Any of the embodiments described herein may be used alone or together with one another in any combination. Inventions encompassed within this specification may also include embodiments that are only partially mentioned or alluded to or are not mentioned or alluded to at all in this brief summary or in the abstract. Although various embodiments of the invention may have been motivated by various deficiencies with the prior art, which may be discussed or alluded to in one or more places in the specification, the embodiments of the invention do not necessarily address any of these deficiencies. In other words, different embodiments of the invention may address different deficiencies that may be discussed in the specification.

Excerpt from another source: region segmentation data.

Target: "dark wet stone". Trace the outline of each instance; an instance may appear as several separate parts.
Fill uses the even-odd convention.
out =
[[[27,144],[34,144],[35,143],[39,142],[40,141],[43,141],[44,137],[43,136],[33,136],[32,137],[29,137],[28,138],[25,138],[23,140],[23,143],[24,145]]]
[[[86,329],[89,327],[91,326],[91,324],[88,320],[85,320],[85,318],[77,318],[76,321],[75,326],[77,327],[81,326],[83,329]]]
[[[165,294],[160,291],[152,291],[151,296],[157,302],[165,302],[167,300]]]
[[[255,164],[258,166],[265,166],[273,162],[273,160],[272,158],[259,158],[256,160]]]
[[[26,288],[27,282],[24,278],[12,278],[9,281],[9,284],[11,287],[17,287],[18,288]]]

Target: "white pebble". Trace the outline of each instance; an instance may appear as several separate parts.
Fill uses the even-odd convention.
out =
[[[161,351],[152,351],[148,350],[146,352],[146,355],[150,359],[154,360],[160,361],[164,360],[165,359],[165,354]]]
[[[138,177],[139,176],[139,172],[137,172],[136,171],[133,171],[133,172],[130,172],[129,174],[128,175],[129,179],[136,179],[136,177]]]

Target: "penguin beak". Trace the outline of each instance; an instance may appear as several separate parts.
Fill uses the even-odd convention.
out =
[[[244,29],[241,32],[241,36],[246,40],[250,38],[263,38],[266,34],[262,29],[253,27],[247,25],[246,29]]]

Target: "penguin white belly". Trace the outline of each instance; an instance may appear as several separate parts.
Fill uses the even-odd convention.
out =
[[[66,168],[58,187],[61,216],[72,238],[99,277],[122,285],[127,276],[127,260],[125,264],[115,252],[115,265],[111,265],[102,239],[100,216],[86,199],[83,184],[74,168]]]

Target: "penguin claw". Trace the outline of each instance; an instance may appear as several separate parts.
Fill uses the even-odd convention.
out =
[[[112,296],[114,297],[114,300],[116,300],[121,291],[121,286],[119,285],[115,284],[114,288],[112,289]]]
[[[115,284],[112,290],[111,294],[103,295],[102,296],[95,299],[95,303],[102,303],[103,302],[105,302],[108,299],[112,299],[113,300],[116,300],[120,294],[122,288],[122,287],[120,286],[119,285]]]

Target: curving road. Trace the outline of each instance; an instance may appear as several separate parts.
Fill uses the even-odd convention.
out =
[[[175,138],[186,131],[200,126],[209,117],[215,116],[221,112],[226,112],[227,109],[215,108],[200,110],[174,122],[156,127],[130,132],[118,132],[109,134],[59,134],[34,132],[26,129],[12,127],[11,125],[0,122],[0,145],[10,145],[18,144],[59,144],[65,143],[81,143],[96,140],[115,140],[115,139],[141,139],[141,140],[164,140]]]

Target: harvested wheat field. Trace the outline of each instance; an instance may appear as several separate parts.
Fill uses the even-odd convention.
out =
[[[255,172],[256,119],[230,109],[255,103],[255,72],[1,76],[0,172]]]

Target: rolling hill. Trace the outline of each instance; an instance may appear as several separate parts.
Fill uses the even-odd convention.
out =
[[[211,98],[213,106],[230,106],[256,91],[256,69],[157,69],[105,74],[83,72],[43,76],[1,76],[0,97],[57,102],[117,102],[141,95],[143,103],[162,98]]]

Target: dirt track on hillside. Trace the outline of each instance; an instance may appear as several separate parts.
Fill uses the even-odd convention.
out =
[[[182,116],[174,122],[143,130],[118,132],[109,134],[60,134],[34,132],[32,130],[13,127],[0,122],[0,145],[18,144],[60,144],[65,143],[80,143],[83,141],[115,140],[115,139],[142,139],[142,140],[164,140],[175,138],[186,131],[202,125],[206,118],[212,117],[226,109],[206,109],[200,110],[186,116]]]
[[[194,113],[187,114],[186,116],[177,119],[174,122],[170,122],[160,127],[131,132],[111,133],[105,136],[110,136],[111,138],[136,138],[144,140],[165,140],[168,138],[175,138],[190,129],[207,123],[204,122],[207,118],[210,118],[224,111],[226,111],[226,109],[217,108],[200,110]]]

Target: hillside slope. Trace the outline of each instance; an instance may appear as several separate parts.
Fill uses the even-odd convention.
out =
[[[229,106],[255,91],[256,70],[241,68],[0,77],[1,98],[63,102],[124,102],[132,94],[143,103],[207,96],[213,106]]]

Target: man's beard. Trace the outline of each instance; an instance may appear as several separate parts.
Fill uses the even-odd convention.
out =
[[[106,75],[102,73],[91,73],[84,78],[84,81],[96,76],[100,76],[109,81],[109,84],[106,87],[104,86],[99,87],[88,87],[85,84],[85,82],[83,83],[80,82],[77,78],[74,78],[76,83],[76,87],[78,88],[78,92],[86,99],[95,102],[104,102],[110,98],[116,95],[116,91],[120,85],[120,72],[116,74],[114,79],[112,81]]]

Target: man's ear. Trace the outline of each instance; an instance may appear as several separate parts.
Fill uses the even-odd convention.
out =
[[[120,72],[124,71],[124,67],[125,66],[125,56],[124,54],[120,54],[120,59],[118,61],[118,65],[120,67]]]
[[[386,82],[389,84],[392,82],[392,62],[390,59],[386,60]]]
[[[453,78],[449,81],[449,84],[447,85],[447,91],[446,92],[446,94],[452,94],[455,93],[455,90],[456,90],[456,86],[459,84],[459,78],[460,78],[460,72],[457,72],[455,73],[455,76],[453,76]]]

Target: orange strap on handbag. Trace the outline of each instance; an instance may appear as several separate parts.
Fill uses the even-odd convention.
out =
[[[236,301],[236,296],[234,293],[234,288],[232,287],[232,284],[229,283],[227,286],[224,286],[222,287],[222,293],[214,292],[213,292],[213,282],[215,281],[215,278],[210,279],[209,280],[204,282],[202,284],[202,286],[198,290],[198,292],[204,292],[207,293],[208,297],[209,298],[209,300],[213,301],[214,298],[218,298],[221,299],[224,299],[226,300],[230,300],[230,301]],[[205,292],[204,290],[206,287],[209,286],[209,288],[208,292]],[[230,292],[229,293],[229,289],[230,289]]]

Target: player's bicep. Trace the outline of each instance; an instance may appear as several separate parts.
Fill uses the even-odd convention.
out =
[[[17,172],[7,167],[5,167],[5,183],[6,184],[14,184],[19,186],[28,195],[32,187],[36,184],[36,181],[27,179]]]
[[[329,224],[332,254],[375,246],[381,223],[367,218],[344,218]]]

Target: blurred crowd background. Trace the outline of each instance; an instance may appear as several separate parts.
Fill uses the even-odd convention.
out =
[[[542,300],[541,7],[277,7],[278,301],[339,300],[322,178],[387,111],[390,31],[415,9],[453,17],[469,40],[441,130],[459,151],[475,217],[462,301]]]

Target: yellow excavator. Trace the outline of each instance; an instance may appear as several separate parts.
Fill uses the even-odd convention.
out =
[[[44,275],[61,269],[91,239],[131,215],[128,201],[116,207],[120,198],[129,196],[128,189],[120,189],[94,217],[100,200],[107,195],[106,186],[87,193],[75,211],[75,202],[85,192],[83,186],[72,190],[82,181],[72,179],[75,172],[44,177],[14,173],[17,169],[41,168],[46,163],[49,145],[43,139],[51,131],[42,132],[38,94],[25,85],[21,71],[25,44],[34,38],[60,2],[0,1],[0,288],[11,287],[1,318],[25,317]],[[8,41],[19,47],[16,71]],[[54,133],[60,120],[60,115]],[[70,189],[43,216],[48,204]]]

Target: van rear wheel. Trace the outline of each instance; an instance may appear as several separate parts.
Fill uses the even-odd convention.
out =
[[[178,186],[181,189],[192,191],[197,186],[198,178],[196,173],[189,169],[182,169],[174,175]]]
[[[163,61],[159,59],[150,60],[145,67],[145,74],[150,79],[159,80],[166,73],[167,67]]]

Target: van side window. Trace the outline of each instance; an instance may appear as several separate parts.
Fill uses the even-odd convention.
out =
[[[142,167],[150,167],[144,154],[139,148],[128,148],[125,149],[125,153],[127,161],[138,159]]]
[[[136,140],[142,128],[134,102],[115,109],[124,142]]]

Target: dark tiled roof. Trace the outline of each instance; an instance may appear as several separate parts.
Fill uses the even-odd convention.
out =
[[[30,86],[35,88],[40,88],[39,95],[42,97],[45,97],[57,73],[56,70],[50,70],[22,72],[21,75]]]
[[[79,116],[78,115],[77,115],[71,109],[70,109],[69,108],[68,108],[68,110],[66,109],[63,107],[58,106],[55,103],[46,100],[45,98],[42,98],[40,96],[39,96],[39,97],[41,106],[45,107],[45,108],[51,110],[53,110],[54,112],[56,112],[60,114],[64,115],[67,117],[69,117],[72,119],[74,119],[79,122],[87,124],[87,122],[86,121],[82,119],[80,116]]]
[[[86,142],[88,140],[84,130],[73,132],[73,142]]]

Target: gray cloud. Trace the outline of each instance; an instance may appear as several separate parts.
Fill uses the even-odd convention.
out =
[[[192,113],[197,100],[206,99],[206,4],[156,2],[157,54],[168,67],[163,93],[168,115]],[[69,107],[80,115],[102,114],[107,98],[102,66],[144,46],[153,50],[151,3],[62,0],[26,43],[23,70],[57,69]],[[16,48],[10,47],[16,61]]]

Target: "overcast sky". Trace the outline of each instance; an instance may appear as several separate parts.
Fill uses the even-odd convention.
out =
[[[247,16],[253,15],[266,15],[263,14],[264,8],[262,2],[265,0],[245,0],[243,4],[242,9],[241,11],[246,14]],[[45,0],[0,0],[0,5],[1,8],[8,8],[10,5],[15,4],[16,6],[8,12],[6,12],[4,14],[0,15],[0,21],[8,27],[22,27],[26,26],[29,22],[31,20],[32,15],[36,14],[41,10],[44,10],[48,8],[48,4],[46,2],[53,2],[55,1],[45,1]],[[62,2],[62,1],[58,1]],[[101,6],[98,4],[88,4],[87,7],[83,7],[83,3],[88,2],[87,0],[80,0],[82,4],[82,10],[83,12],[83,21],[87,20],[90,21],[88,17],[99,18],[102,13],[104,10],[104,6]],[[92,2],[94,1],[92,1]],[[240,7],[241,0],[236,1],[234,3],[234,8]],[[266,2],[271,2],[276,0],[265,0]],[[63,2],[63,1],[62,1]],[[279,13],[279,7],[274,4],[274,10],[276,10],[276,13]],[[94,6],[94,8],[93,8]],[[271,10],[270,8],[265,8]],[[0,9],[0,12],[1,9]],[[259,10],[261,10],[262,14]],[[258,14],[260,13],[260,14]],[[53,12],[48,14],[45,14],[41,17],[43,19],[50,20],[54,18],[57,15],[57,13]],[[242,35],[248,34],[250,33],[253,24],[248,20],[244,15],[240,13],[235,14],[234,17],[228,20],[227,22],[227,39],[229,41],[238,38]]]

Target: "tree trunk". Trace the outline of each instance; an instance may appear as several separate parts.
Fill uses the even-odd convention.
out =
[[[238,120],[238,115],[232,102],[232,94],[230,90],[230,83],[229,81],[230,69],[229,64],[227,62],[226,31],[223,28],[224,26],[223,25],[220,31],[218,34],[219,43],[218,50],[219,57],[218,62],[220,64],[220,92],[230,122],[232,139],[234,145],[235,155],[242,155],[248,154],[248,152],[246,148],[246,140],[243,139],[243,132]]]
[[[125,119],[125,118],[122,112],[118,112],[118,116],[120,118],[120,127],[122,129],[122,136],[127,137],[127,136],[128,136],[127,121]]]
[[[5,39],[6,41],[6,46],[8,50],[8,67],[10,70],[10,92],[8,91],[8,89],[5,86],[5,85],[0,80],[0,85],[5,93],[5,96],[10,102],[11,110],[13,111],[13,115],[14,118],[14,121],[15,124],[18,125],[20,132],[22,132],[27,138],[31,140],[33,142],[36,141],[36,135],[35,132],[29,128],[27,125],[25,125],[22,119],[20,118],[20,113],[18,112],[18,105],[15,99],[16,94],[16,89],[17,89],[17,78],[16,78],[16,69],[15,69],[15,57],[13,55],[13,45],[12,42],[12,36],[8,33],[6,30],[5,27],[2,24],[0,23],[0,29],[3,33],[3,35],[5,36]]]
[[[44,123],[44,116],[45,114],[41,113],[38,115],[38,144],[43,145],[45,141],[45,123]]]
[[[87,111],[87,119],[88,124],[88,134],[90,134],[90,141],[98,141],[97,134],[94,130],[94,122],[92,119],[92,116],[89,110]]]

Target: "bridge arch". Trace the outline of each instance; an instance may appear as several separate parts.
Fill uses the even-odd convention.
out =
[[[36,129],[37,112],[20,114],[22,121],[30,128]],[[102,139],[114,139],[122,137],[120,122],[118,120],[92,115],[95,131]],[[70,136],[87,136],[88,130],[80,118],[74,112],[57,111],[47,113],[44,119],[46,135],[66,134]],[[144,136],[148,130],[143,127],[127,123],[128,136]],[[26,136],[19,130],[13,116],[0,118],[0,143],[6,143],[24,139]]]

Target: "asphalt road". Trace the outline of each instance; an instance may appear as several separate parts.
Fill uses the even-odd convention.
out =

Some embodiments may only partially address some deficiencies or just one deficiency that may be discussed in the specification, and some embodiments may not address any of these deficiencies.

Other features, benefits, and advantages of the present invention will be apparent upon a review of the present disclosure, including the specification, drawings, and claims.

BRIEF DESCRIPTION OF THE DRAWINGS

The accompanying figures, in which like reference numerals refer to identical or functionally-similar elements throughout the separate views and which are incorporated in and form a part of the specification, further illustrate the present invention and, together with the detailed description of the invention, serve to explain the principles of the present invention.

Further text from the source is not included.